Truth be told, though I left the Jackson family behind at the close of last month, I still can't help but try to complete one task I like to do with each of my Twelve Most Wanted ancestors for each year: I take the collateral lines of each of these Twelve Most Wanted and research their family's line of descent down to our present time. I like to include this task, primarily to help spot possible DNA matches who have also descended from that same ancestral line.
Now, even though we're into a new month, behind the scenes I've been trying to do so with the Jackson family. There's one problem with such a practice, once we encounter a family like this. Though admittedly, it's a rough go, trying to trace ancestors in America before the mid-1800s, the real struggle is not one of finding elusive court records. It's in dealing with the sheer numbers of this unusual family. I'm afraid I've set for myself a Sisyphean task.
Granted, most families from those earlier time periods had many children. That, in a way, was a plan for survival, given the reality of many children dying before adulthood. In the Jackson family's case, however, each of their thirteen children did live to adulthood. Not only that, but they married and, in most cases, had many children of their own. Multiplying that case by the many generations separating Lyman Jackson's era and our own generation gives pause.

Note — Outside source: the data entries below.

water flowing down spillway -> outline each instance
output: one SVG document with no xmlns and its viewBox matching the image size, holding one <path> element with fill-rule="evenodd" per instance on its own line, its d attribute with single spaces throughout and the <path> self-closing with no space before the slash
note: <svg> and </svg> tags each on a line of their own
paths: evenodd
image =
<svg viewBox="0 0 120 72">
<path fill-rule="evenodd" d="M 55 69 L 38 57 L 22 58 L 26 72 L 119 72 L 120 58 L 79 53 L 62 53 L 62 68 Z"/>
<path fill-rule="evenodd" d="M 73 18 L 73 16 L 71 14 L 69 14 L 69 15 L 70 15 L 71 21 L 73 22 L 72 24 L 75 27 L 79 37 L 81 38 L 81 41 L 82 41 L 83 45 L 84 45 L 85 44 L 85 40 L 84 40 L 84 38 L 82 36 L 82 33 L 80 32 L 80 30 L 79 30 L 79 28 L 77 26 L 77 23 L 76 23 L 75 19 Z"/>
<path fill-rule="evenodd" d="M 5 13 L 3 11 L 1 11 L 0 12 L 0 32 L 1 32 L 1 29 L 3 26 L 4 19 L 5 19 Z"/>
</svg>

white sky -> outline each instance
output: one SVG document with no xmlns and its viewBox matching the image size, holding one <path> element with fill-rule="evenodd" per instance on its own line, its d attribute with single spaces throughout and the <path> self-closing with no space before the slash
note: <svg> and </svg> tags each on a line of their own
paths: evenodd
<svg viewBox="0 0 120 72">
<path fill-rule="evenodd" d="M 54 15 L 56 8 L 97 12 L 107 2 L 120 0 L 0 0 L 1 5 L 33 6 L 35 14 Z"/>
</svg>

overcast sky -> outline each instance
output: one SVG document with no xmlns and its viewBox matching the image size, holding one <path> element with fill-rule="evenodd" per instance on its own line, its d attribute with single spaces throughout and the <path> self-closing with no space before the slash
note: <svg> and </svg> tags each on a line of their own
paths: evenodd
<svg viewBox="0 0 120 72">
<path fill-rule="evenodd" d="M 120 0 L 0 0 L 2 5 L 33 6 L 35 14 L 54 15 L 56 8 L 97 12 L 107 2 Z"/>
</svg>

Just looking at the numbers in this Jackson case tells how impossible that task may be. For Lyman Jackson and his wife Deidama Dunham, they saw ten sons and three daughters live to adulthood, marry, and have families of their own.
Taking a hypothetical number and extrapolating out this case, I asked the AI search engine at Google just how many people I'd be researching if those thirteen Jackson children married and had thirteen children of their own, then repeated the process for another generation.
The answer: 4,758 people in three generations, assuming all children lived a full life, married someone from outside the family, and subsequently had their own family of thirteen children.
No wonder I feel as if I never can catch up with myself.